La décennie, la première du siècle s'achève. Dix ans d'épisodes politiques et sportifs plus ou moins glorieux. Dix ans jalonnés de titres mondiaux et olympiques pour les athlètes françaises... et puis ce creux de vague en terme de résultats depuis les Jeux olympiques de Pékin.
Certes, les basketteuses ont glané le titre continental cet été. Certes encore Gwladys Epangue a gravi enfin la plus haute marche d'un podium mondial en taekwondo en octobre. En revanche les disciplines, qui traditionnellement pourvoient la nation en médailles et en titres lors des échénaces continentales et mondiales ont particulièrement brillé par leur éclipse. Citons l'athlétisme, l'escrime et dans une moindre mesure la natation. Une natation qui en s'ébrouant dans le petit bassin turque d'Istanbul en décembre a fait miroiter les premiers reflets du renouveau... après la retraite par trop médiatisée de Laure Manaudou.
Et puis il y a nos handballeuses. Fidèles à une espèce de légende qui veut que... c'est dans la douleur qu'elles accomplissent leurs plus grands exploits. Leurs prestations chinoises et la qualification pour le dernier carré du Mondial en attestent. Une médaille au cou pour le retour scellerait indubitablement le début d'une longue et brillante histoire au plus haut niveau avec en ligne de mire Londres en 2012 et les Jeux olympiques.
Les Jeux olympiques justement parlons en. Ceux d'hiver à Vancouver, dans quelques semaines maintenant. Alors ne boudons pas notre plaisir, tant les résultats des skieuses et des biathlètes françaises pour ne citer qu'elles entretiennent tous les espoirs de podiums.
Autant de résultats à confirmer tant pour les handballeuses, ce vendredi 18 décembre lors des demi-finales du Mondial, que pour les skieuses, à Val d'Isère, ce même jour et ceux qui suivent.

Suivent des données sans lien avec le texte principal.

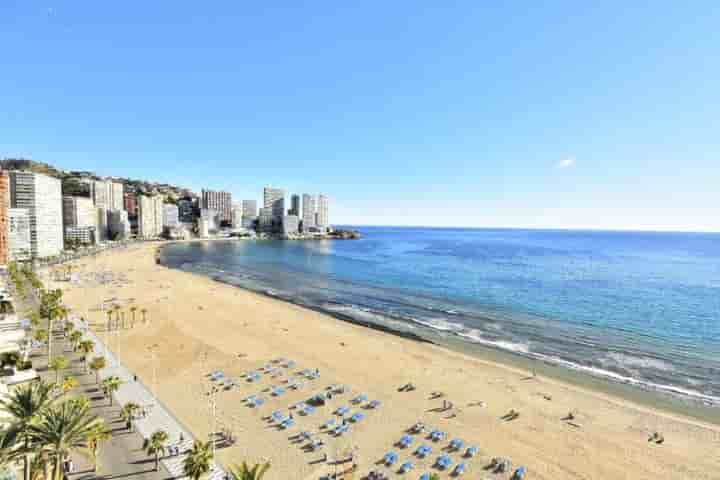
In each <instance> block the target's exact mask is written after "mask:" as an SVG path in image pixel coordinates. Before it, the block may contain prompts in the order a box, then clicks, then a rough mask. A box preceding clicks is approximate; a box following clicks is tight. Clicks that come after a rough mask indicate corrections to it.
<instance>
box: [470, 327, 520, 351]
mask: <svg viewBox="0 0 720 480" xmlns="http://www.w3.org/2000/svg"><path fill="white" fill-rule="evenodd" d="M457 335H458V336H459V337H462V338H465V339H467V340H469V341H471V342H472V343H480V344H483V345H488V346H490V347H495V348H500V349H502V350H508V351H510V352H515V353H525V354H527V353H530V345H529V344H527V343H518V342H510V341H507V340H490V339H488V338H485V337H483V336H482V333H481V332H480V331H479V330H468V331H465V332H457Z"/></svg>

Nous ne nous lasserons jamais de ses rayons de soleil, de ses résultas d'athlètes qui accréditent la capacité de notre nation à acceuillir, à intégrer, à assimiler et se nourrir et grandir de ces différences. De toutes les différences : ethniques, religieuses... non niées mais en revanche transcendées dans un projet commun, emprunt de laïcité : le sport, y compris celui de haut-niveau.
Pour conclure, de grâce Messieurs les censeurs et autres donneurs de leçon du débat sur l'identité, saluez plutôt et sans attendre la réaction d'une Dembele qui sonne la révolte d'une équipe de France de handball en perdition, et ce au nom de l'honneur du maillot tricolore, l'honneur de représenter la Nation. Bref un acte qui produit plus de sens que ce sinistre débat. Cette réaction nous invite à la réflexion mais aussi au respect... le respect de la différence, de toutes les différences. Là se situent indubitablement nos rayons de soleil, ceux qui nous éclairent et guident nos pas et nos actes et ceux, du moins l'espérons-nous des générations à venir.